9. The method of claim 8, further comprising:

receiving, by the computing device, a trigger associated with the application; and

obtaining, by the computing device, the one or more lines of code in response to the trigger.

10. The method of claim 8, further comprising:

extracting, with the machine learning model, contextual data from an application environment; and

modifying, with the machine learning model, the specification based at least in part on the contextual data.

11. The method of claim 8, further comprising saving, by the computing device, the specification in association with the application in a data store.

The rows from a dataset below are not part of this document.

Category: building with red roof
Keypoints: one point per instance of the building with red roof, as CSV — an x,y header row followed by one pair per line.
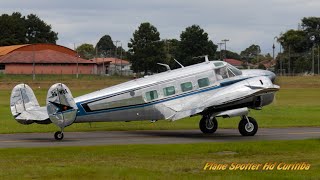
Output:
x,y
112,66
234,62
43,59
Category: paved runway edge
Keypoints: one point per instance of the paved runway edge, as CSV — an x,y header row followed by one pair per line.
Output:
x,y
152,137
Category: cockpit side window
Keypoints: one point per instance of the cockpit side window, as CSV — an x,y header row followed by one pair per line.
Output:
x,y
235,71
221,73
227,72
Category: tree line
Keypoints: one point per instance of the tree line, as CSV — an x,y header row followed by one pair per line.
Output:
x,y
17,29
300,48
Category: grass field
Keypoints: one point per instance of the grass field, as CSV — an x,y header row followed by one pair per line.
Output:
x,y
177,161
296,104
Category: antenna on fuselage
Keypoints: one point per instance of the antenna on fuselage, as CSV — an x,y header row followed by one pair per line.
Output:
x,y
206,59
165,65
178,63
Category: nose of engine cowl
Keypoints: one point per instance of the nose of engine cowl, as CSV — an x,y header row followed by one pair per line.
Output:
x,y
271,76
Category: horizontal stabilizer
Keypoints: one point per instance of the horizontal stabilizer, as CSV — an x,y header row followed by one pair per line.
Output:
x,y
61,107
25,107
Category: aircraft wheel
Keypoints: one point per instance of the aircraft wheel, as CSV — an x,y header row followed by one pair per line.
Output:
x,y
208,124
58,135
248,128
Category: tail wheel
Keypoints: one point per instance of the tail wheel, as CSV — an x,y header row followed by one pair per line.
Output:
x,y
248,127
208,124
58,135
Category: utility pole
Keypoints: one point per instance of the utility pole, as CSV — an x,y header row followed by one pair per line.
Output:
x,y
121,60
313,60
273,51
33,63
77,55
289,69
280,59
220,44
225,47
115,54
318,59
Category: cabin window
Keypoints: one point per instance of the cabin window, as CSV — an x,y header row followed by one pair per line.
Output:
x,y
187,86
169,91
151,95
221,73
203,82
234,70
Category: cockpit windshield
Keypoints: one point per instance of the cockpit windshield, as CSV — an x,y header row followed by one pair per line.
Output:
x,y
227,71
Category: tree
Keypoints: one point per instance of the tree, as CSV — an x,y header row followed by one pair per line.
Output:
x,y
17,29
251,53
38,31
229,54
296,39
105,46
146,49
194,42
311,26
12,29
86,51
171,49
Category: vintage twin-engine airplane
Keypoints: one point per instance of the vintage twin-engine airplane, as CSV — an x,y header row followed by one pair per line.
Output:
x,y
210,89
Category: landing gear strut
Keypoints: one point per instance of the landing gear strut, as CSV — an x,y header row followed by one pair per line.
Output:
x,y
248,126
58,135
208,124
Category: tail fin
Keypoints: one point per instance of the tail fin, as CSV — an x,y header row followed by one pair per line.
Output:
x,y
61,107
24,105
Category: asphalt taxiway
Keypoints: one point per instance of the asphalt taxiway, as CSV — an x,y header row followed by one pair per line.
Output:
x,y
152,137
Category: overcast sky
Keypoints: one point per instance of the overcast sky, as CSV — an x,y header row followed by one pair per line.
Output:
x,y
243,22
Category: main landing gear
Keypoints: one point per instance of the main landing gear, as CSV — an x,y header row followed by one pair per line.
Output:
x,y
248,126
58,135
208,124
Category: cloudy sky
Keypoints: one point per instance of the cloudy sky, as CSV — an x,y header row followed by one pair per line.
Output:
x,y
243,22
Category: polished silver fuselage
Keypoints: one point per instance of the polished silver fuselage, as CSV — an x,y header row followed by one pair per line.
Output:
x,y
129,102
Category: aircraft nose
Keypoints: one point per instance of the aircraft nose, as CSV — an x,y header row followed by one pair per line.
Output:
x,y
271,76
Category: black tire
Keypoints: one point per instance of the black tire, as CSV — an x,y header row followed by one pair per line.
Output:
x,y
208,128
245,130
58,135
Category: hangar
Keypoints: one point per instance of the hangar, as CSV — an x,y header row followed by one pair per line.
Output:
x,y
43,59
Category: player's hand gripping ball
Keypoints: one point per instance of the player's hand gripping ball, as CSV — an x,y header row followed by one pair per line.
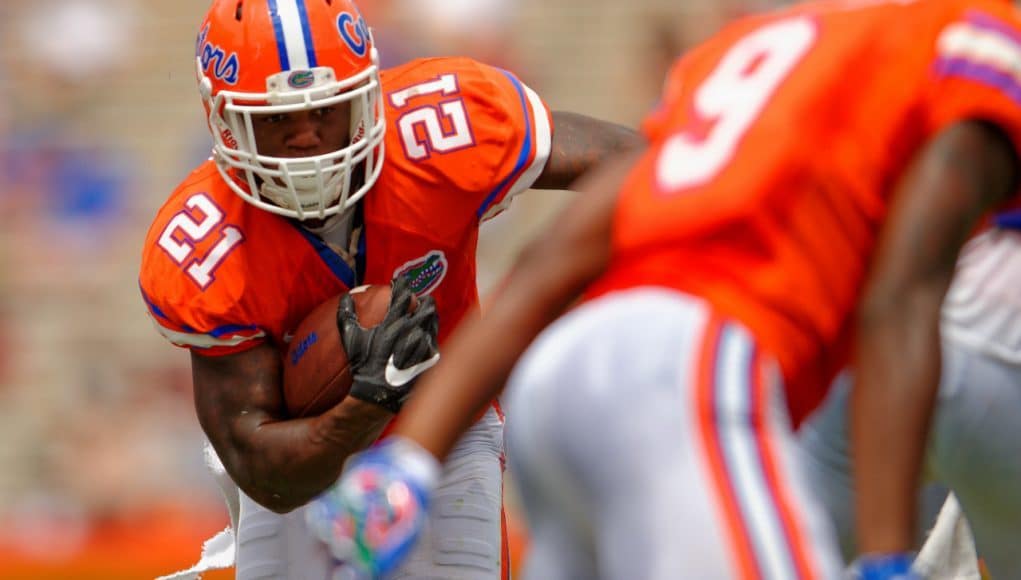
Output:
x,y
373,516
349,340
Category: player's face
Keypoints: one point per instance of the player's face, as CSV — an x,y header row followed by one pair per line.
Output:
x,y
303,134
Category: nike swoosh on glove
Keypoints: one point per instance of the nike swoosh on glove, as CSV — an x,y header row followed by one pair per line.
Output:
x,y
386,358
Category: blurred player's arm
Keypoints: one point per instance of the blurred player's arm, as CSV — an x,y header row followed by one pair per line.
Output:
x,y
580,143
549,275
279,463
965,171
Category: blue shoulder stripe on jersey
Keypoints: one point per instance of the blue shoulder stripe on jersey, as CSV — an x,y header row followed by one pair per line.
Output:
x,y
526,150
982,49
278,29
333,261
1008,220
307,33
152,305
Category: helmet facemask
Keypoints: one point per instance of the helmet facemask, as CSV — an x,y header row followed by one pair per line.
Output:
x,y
312,187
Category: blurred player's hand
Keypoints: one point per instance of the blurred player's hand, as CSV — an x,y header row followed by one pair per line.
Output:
x,y
883,567
373,516
388,357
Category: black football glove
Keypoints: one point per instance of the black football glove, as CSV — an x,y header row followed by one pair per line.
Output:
x,y
386,359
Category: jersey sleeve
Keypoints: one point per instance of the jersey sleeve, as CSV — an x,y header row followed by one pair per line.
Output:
x,y
975,71
493,136
192,304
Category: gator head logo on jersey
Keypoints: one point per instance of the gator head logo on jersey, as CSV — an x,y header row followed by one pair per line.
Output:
x,y
426,273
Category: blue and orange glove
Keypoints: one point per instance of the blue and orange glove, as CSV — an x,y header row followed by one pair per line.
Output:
x,y
373,516
884,567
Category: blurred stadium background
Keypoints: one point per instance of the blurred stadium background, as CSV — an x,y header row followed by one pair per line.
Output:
x,y
101,473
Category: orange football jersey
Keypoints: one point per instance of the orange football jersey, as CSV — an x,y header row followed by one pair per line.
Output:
x,y
220,276
776,149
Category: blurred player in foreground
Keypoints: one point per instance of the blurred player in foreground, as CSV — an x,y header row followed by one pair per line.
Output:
x,y
328,174
974,446
813,175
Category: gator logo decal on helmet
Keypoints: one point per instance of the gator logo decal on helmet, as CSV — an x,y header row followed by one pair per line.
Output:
x,y
354,32
215,61
301,79
426,273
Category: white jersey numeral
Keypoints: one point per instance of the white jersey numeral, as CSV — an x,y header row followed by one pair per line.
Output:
x,y
730,99
422,129
191,227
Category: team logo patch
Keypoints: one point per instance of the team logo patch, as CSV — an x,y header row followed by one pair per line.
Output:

12. The method of claim 8, further comprising:

generating, with the machine learning model, one or more artifacts based at least in part on the functional data; and

modifying, with the machine learning model, the specification based at least in part on the one or more artifacts.

13. The method of claim 12, further comprising publishing, with the machine learning model, the one or more artifacts in an architecture playbook associated with the application.

14. The method of claim 8, further comprising, generating, with the machine learning model, a flow diagram based at least in part on the specification, the flow diagram corresponding to the application.

15. A system, comprising:

a computing device comprising a processor and a memory;

a machine learning model stored in the memory; and

machine-readable instructions stored in the memory that, when executed by the processor, cause the computing device to at least:

extract, with the machine learning model, functional data from one or more lines of source code associated with a project;

identify, with the machine learning model, one or more programming interfaces based at least in part on the functional data;

extract, with the machine learning model, contextual data from the one or more programming interfaces; and

generate, with the machine learning model, a structured specification comprising at least the functional data and the contextual data.

16. The system of claim 15, wherein the machine-readable instructions, when executed by the processor, further cause the computing device to at least:

receive a trigger associated with the project; and

obtain the one or more lines of code in response to the trigger.

17. The system of claim 15, wherein the machine-readable instructions, when executed by the processor, further cause the computing device to at least:

generate one or more artifacts based at least in part on the functional data; and

modify the structured specification based at least in part on the one or more artifacts.

18. The system of claim 17, wherein the machine-readable instructions, when executed by the processor, further cause the computing device to at least publish, with the machine learning model, the one or more artifacts in an architecture playbook associated with the project.

19. The system of claim 15, wherein the machine-readable instructions, when executed by the processor, further cause the computing device to at least generate a flow diagram based at least in part on the structured specification, the flow diagram corresponding to the project.

20. The system of claim 15, wherein the machine-readable instructions, when executed by the processor, further cause the computing device to at least:

identify, with the machine learning model, one or more data flows based at least in part on the functional data;

extract, with the machine learning model, contextual data from the one or more data flows; and

modify the structured specification based at least in part on the one or more data flows.